If you had to choose one memory from your 25th year, what would it be?

We felt like we were a wee gang of eccentrics – an oasis of civilisation and creativity in a cruel and broken world. One of us worked in theatres in the West End and used to get given some of the props from shows – we had a beaded curtain that Vanessa Redgrave used to walk through every night. I had a job doing deliveries for a shop selling Champagne and the guy who ran it gave me bottles from time to time. That is what I remember: eating beans on toast, while drinking insanely expensive champagne, surrounded by theatre props and the feral cats that lived everywhere…whilst putting the world to rights and helping each other build our dreams for the future.

 

If you could tell your 25-year-old self one thing, what would you say? And what do you think your 25-year-old self would say to you?

I would tell my 25-year-old self to be braver about approaching people to help him realise his dreams – the world felt very scary and grown-up at that time.. what I didn’t realise is that ‘grown-ups’ remember being young and helping others is something that feeds their creativity too.

I suspect my 25-year-old self would have had a lot of questions about what I do now – I suspect I would have been concerned that I was compromising the purity of my art by being involved in so many other parts of the world other than just ‘true art’. I guess that is what I have found out is that art is everywhere, it is an attitude and set of values that can be brought to bear anywhere…there is no ‘true art’, just lots of different kinds of art and each has its value. But every creative person has to find their own journey and there are no right answers (I’d like to have told my 25-year-old self that too!).

 

Are you where your 25-year-old self thought you’d be now?

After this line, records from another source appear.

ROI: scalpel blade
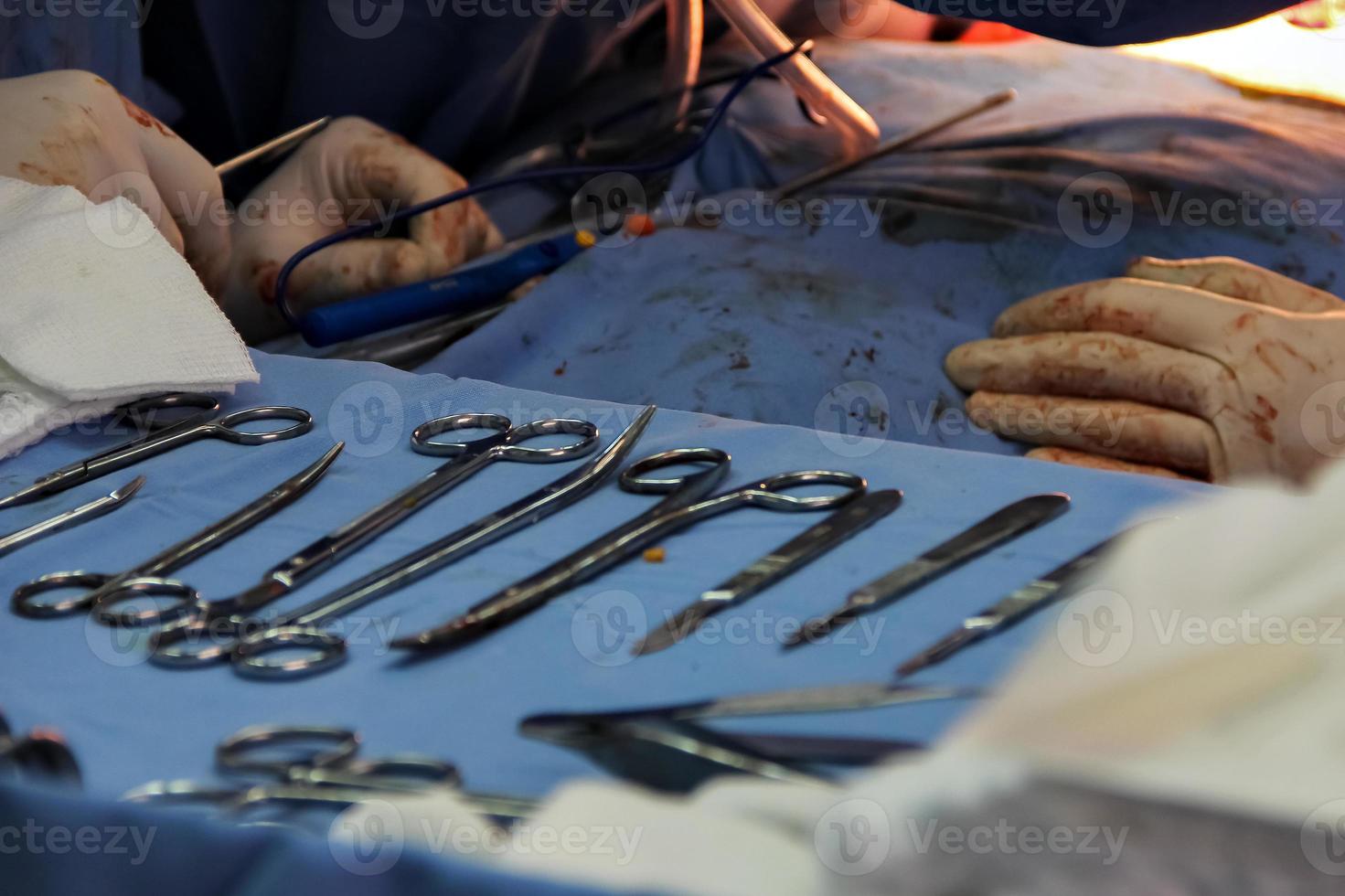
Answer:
[634,490,902,656]
[897,533,1127,678]
[0,476,145,557]
[785,494,1069,648]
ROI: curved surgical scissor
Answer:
[126,414,599,635]
[0,394,314,510]
[149,406,655,672]
[123,725,531,816]
[12,443,345,619]
[393,448,868,651]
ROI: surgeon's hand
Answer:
[0,71,229,294]
[947,259,1345,482]
[225,118,502,340]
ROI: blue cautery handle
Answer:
[299,230,593,347]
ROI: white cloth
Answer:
[333,464,1345,896]
[0,177,258,457]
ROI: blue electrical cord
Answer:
[276,40,812,330]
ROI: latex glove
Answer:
[225,118,503,340]
[947,259,1345,482]
[0,71,229,296]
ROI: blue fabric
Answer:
[0,0,1285,162]
[0,787,618,896]
[0,0,152,101]
[422,42,1345,453]
[0,347,1208,877]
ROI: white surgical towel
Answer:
[0,177,258,457]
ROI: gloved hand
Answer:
[225,118,503,340]
[0,71,229,296]
[945,259,1345,482]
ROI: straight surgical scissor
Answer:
[391,448,868,651]
[123,725,533,816]
[112,414,599,626]
[12,443,345,619]
[0,396,314,510]
[0,476,145,557]
[151,406,655,678]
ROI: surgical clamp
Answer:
[123,725,534,818]
[634,490,902,656]
[121,414,599,626]
[0,476,145,557]
[0,408,314,510]
[519,684,980,793]
[391,448,868,651]
[12,443,345,619]
[151,406,655,669]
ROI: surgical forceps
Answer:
[0,397,314,510]
[632,488,902,656]
[115,414,599,626]
[12,443,346,619]
[215,116,332,177]
[897,533,1127,678]
[519,684,980,793]
[151,406,655,678]
[391,448,868,651]
[0,711,80,784]
[0,476,145,557]
[123,725,533,816]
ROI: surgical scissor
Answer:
[0,397,314,510]
[115,414,599,626]
[12,443,345,619]
[897,530,1130,678]
[391,448,868,651]
[151,406,655,678]
[0,476,145,557]
[123,725,534,816]
[519,684,980,793]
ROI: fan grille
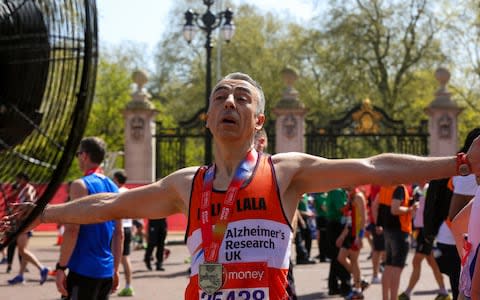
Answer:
[0,0,98,246]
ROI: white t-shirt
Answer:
[452,174,478,196]
[118,186,133,228]
[437,222,455,245]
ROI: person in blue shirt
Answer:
[56,137,123,300]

Absolutely not – my 25 year old self wanted to carve stone every minute of every day….even if he wasn’t actually doing that then!

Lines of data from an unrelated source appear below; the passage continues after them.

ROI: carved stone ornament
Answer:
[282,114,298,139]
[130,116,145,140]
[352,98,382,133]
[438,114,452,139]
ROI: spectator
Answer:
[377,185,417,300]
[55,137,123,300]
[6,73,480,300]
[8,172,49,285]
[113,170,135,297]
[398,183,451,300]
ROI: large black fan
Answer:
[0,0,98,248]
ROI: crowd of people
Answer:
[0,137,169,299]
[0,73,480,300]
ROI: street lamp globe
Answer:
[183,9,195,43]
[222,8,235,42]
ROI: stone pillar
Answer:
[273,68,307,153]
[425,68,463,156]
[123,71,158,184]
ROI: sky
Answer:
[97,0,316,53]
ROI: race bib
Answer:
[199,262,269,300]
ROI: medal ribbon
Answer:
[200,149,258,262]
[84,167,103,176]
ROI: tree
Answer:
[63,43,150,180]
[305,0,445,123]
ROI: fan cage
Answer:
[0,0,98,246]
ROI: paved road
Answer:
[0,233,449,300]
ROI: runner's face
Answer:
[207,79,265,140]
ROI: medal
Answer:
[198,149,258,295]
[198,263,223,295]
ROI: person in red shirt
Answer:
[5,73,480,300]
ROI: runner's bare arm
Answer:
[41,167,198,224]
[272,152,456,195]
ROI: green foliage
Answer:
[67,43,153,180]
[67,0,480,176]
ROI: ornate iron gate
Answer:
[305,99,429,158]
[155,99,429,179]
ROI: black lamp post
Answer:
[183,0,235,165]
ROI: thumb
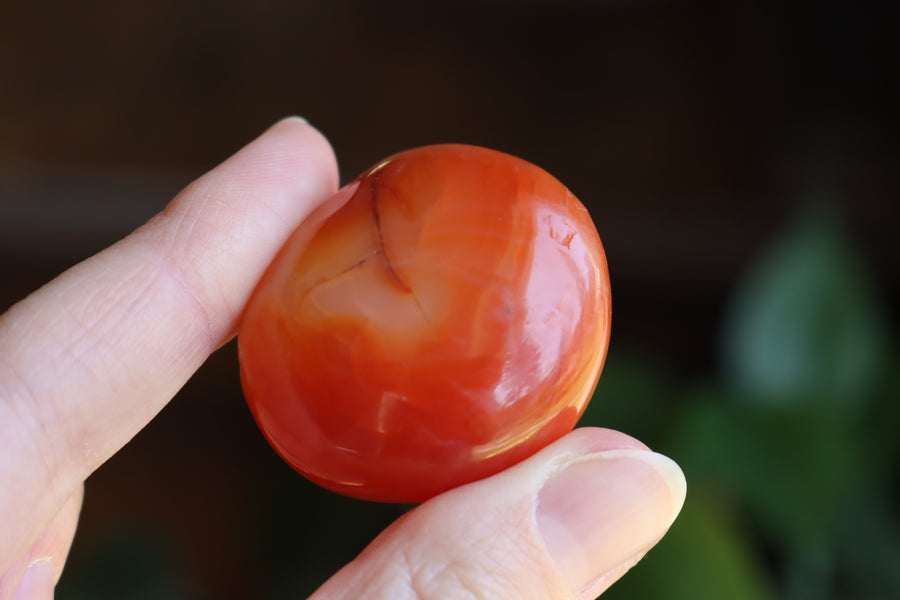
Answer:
[313,428,686,600]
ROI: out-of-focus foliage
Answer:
[583,208,900,600]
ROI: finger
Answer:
[0,486,84,600]
[313,428,686,600]
[0,119,337,572]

We sometimes focus too much on success and forget how much our failures help us grow. What were your biggest failures from back then?

I utterly failed to move to Spain and build houses. I planned a massive theatre/circus/installation show with whoever would talk to me about it. It never happened. I won an architecture prize and at the presentation ceremony there were lots of famous architects who were looking for people to work with. I was so freaked out by the whole thing that I hid – I have often wondered how life could have been different had been brave enough to talk to some of those folk. But I have no regrets at all – I have been blessed to have a wonderful creative life and have met many amazing people on the way.

 

Finally, do you have any ‘words of wisdom’ for the 20-somethings reading this?

I think ‘keep going’ is the biggest thing. It is a cliché to say that this is a ‘marathon, not a sprint’…but it’s true. Also, don’t be too precious about every opportunity needing be 100% ‘right’. It is easy when you have a lot of time to think, to ‘overthink’ and talk yourself out of things because they might not feel perfect. You need to look at the wider impact of opportunities, not just what you personally will be doing, but who you might meet, the new skills you might learn. Think about yourself on a journey and you are collecting skills, tools and people on the way…then see any opportunity that comes along as part of that journey, rather than a destination. I still have absolutely no idea where I am going – but I’ve loved the journey so far and am committed to continuing to explore. A creative life is just one big experiment!